Though I am sure it happens, I have never seen, in my work, the minimum be an outlier.
If you run something in a loop, and the branch predictor does well in one run, it is likely to do well in other runs.
I agree that the branch predictor is likely to do well in many runs if it does well in the minimum run. So the minimum won’t be an outlier because of the branch predictor.
But I’ve had microbenchmarks that run fast, and when I make innocent changes and recompile, they run measurably slower. Why? Because they had randomly gotten a good layout, just like Emery Berger mentions in “performance matters”. It’s not a theoretical concern, it really has happened to me and I have wasted lots of time trying to understand why seemingly similar things have measurable differences.

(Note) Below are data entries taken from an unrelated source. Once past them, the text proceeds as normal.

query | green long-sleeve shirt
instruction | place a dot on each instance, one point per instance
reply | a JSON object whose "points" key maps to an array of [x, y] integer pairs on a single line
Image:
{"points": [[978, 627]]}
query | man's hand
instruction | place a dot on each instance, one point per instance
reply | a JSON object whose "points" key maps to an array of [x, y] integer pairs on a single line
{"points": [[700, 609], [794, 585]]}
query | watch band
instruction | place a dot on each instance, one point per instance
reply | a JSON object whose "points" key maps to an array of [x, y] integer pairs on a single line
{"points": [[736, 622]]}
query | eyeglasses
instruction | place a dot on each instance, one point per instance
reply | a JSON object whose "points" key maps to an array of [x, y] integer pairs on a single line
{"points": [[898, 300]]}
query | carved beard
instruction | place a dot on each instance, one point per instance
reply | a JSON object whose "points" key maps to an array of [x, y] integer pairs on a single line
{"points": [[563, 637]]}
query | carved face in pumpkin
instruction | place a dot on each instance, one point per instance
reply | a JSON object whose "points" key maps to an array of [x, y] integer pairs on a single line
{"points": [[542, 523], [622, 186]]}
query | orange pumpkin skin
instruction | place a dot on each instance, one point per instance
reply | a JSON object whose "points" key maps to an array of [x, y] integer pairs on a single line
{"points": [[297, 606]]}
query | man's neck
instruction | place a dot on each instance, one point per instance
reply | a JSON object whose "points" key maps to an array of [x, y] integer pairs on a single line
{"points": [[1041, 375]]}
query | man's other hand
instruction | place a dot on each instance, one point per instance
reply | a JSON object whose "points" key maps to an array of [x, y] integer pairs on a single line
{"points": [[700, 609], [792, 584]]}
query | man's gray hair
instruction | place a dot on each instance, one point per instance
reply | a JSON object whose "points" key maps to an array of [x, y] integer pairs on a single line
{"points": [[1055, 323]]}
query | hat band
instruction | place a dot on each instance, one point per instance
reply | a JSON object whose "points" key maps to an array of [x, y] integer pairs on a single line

So at some point I turned on ASLR and changed my benchmarking code to run the executable from scratch for every N iterations of the benchmark. And immediately the differences from before disappeared. The code that I expected to have the same performance actually did have the same performance. But this only works if I use the median measured time. (which I had already done before) If I use the min instead, I’d find the one random run where ASLR gives an unusually good layout, and then I’d be confused again why two similar things have different performance.
A distribution that has a similar shape is the Gumbel distribution https://en.wikipedia.org/wiki/Gumbel_distribution
which models the distribution of the maximum (or minimum) of a set of samples with some underlying distribution.
IMO this “extreme value distribution” may naturally arise in some benchmarks — e.g. when the “task” that is measured lasts the duration of the longest of a number of subtasks, the duration of the subtasks being randomly distributed [according to some underlying distribution].
Just wandering how you decided it’s a lognormal you have vs. a Gumbel, because if it’s by eyeing, they both look pretty similar.
Just wandering how you decided it’s a lognormal
My blog post says that in some cases, the log normal is a better model than the normal distribution (at a high level). My argument and methods do not rely on the exact nature of the distribution.
The slidedeck is very interesting.
Question: your definition of a compute-bound benchmark is that the data fits in CPU cache. When designing a micro-benchmark, would you make a difference between fitting in L3 cache (which is typically shared between cores and may incur additional benchmark noise) and L1/L2 caches? Would you actively try to avoid the L3 (or last-level cache more generally)?
It is possible to design a routine that is bound by the speed of the L3 cache, while not memory-bound per se, but I don’t expect that to be a common occurence.
Why not use the median?
I’ve also always learned that “the minimum is more sensitive to outliers”. However, I suppose there’s a difference between a microbenchmark and a larger benchmark: in a microbenchmark there’s naturally less variation, so the minimum is more “stable”, while in a larger benchmark you’re less likely to find the true minimum after a limited number of runs.
I’d also add that I’ve always considered the goal of statistics as a way to reduce many numbers (e.g. 1000s of individual measurements) to a few. However, trying to summarize performance results in just one or two numbers – whether it’s the minimum, median, or average & std dev – will always be too simplistic. Especially because distributions are often asymmetric. So an average and standard deviation doesn’t tell you much. Therefore I think it’s practically a necessity to use something like a box plot (or violin plot). Then you automatically get the minimum, median, etc, and an overview of the underlying distribution, which is much more informative.
Do you have an example in the context of a benchmark, where you are measuring the running time of a function and the minimum ends up being an outlier in the data?